First up…a quick apology. Back on April 10th, I posted Verifying Proper Email Routing – MX Records. At the end of the post I mentioned I would talk about the trailing dot shown in the DNS records in my next post. Well, I basically forgot. Life just got too busy.
But before I do that, you really need to get DIG installed on your Windows PC (if you have Linux then you should already have DIG). So today, lets get DIG installed and tested…this is a great tool to have, and you will be surprised at how often you will use it.
The package we are going to install is BIND (Berkeley Internet Name Domain) from ISC (Internet Systems Consortium). ISC has been around for years, and most DNS servers on the Internet run BIND (whether Windows or Linux/UNIX based).

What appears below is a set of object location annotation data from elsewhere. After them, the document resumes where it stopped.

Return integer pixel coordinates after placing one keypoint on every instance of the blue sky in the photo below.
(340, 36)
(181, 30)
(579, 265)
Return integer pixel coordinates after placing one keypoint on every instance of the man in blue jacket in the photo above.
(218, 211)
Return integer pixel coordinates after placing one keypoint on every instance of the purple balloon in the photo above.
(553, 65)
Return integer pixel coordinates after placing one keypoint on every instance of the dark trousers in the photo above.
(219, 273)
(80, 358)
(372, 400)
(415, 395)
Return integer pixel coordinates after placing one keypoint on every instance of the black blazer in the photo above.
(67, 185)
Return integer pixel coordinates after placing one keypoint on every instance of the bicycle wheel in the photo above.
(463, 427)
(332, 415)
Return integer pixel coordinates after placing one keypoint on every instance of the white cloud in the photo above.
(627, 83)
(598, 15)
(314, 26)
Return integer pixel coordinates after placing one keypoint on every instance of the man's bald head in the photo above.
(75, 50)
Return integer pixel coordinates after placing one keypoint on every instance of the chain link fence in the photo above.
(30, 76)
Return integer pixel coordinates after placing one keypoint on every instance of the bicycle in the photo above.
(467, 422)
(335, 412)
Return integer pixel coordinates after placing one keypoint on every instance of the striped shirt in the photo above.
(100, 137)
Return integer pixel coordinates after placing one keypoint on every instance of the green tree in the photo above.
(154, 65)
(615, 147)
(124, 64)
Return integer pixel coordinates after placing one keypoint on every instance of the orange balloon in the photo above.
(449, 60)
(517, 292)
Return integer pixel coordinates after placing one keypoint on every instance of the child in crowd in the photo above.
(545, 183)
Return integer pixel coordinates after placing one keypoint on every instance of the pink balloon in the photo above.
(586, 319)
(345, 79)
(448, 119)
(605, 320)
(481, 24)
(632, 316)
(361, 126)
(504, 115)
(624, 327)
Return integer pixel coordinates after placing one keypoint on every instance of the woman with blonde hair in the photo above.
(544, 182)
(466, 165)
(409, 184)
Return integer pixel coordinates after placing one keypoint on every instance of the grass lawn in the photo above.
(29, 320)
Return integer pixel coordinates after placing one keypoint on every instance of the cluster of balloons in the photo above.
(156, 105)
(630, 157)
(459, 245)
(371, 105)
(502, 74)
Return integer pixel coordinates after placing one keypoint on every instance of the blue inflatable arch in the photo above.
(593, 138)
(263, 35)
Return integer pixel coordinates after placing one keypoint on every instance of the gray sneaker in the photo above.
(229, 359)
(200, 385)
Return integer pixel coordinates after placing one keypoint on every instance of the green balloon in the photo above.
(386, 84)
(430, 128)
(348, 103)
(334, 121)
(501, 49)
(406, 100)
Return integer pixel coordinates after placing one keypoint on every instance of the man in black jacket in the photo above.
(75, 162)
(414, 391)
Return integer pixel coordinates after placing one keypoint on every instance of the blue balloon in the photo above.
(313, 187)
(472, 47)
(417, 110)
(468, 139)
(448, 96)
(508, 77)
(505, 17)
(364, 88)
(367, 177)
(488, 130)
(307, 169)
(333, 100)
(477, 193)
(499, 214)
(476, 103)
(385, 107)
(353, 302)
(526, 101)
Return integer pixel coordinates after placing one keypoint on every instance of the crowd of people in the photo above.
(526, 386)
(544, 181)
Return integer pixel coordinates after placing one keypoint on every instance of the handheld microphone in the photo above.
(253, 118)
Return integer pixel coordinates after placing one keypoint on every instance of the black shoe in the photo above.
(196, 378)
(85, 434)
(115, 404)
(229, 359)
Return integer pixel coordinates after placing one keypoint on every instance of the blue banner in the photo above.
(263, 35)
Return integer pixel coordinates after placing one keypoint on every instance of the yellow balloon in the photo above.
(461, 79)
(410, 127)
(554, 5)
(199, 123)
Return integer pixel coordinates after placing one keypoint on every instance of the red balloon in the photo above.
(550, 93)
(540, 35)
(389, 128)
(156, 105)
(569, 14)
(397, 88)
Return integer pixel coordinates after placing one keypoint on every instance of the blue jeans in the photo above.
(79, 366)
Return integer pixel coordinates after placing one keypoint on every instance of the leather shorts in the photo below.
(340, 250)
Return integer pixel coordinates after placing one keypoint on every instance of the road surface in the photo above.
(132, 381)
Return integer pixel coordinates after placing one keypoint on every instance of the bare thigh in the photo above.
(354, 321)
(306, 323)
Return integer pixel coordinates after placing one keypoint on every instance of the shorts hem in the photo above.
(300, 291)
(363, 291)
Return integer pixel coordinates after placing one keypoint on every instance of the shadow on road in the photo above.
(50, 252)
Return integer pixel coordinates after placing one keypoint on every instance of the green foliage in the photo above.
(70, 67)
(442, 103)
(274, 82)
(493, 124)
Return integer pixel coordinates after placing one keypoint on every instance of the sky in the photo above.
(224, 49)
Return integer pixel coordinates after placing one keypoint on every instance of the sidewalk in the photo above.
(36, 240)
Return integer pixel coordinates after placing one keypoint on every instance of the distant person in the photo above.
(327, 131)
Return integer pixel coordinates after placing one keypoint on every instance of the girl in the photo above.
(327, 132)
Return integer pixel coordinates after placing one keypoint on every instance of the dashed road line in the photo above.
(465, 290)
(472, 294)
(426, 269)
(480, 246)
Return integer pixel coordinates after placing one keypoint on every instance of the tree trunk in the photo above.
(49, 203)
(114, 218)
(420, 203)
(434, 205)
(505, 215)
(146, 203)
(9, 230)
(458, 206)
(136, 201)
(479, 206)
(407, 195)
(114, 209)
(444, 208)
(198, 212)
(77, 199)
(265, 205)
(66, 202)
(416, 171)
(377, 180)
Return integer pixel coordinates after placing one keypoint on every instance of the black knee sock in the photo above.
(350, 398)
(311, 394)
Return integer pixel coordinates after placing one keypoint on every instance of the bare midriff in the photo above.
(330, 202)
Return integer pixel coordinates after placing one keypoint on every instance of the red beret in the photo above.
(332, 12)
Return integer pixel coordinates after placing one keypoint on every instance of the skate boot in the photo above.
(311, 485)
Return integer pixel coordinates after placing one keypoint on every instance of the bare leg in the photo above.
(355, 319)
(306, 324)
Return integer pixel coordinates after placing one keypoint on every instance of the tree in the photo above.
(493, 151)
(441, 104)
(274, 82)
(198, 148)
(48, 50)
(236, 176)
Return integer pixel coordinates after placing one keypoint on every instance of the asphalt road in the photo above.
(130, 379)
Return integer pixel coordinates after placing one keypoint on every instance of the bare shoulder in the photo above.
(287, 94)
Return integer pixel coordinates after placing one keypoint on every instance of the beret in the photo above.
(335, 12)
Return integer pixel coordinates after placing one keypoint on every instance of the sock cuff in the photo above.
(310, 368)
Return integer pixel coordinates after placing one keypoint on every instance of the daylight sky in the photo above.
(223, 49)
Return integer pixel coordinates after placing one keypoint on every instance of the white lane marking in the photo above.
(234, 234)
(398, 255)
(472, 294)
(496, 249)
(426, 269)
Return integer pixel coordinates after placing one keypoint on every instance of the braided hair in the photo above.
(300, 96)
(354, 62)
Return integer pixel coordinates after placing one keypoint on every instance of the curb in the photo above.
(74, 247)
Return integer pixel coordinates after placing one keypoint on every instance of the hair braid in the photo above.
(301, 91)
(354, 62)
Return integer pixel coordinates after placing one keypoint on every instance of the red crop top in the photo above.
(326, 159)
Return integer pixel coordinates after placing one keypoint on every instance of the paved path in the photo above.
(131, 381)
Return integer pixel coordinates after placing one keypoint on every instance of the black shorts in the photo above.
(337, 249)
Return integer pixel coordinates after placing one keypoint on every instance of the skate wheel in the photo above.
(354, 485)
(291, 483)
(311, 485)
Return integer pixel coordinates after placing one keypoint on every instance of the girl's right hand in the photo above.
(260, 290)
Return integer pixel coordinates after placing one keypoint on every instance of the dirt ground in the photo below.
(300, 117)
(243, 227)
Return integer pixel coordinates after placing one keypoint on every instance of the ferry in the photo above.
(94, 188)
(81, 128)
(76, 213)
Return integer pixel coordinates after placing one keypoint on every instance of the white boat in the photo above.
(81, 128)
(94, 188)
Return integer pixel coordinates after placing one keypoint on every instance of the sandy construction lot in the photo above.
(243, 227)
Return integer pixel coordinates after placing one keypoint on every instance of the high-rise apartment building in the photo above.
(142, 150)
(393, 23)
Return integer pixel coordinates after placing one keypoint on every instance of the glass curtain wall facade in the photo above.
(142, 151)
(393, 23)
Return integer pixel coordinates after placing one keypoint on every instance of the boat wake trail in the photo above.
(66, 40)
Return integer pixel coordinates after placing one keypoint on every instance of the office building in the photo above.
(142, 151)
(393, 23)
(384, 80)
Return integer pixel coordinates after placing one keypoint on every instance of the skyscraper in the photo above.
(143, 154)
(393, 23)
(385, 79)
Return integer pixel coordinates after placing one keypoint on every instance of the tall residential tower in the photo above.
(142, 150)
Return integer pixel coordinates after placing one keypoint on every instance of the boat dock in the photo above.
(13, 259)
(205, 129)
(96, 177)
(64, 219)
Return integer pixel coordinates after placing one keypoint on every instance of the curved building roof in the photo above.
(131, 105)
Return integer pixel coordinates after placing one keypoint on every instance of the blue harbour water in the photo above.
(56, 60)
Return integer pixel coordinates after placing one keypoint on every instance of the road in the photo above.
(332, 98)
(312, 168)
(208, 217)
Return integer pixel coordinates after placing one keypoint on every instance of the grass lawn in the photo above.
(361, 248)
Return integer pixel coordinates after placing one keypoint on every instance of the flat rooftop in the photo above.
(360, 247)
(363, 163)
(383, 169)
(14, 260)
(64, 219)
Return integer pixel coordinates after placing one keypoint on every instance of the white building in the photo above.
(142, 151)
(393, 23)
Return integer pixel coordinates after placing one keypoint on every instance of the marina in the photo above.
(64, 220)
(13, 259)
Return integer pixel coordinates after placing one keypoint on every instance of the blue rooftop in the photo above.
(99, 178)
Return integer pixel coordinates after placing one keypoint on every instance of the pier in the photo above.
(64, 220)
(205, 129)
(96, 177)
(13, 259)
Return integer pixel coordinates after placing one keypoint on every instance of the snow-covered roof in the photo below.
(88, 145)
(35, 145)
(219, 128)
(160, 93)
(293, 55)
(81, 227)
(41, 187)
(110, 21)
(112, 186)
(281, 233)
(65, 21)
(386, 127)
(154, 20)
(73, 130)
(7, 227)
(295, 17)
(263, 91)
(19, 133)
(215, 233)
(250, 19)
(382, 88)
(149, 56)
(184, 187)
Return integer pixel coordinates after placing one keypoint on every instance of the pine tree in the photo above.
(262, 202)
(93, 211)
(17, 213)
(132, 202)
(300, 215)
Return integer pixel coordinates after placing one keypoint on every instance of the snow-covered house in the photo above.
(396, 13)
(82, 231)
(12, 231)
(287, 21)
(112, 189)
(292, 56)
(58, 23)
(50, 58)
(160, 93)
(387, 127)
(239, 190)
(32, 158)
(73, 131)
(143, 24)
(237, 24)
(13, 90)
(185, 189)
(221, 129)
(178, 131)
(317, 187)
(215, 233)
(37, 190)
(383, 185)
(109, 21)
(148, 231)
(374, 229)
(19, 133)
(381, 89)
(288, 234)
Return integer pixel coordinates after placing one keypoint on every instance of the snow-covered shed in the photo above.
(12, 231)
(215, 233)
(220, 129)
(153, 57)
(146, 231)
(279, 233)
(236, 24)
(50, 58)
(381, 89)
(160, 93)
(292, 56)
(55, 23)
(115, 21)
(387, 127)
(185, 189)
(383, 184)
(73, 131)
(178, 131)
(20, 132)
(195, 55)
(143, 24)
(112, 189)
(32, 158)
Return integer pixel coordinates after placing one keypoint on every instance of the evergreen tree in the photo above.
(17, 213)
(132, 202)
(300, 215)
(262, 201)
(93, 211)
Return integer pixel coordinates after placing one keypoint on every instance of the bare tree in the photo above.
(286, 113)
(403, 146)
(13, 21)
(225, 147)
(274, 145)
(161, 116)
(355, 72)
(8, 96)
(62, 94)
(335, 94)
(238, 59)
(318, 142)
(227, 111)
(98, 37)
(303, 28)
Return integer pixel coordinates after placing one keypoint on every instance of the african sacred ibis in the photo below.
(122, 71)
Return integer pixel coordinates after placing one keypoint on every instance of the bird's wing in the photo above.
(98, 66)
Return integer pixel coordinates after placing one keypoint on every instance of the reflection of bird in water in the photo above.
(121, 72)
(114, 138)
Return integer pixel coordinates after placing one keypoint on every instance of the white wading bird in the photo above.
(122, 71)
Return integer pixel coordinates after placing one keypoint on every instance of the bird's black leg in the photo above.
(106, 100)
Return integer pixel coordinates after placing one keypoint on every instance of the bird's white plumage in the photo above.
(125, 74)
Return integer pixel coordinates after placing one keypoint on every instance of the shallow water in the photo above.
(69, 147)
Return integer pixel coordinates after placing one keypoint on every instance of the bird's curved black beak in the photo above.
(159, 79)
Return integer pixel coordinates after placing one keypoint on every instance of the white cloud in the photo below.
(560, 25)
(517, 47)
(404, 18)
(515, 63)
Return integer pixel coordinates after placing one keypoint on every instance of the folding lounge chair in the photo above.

Do the following…
- Go to https://www.isc.org/downloads/bind
- There is a lot of good info on this page concerning BIND and DNS…I would recommend reading this when you have a chance.
- Click on Download BIND button
- Expand the BIND menu
- Click on the Download button to the right of the GREEN “Current-Stable” status
- In the window that pops open, choose the correct version for your system…(click the appropriate blue box)
- Next, create a directory in your C: drive called “bind”, move the BIND ZIP file to that directory, then double-click on the ZIP file. Extract all of the files in the \bind directory.
Now, lets test. Open up a command prompt and change to the BIND directory, then type in “dig” and press enter. You should see something like this…(this example is showing DIG returning a list of the ROOT servers on the Internet)…
Running DIG at the command prompt
If it doesn’t work, there are a couple of common errors which are easily fixed…
32 bit installation error: You may get an error stating “The application has failed to start because its side-by-side configuration is incorrect”. If that’s the case, run the file “vcredist_x86.exe” which is located in the same “bind” directory. Then try running “dig” again…it should work.
64 bit installation error: If you get the error message stating that MSVCR110.DLL is missing, then do a search on the C: drive for that file, and copy it to the “bind” directory. Running “dig” should now work.
Now you can play with DIG…some examples…
Some DIG examples
DIG is very powerful, and will quickly become your go-to tool when you have any DNS issues. I will talk more about using DIG in a future post.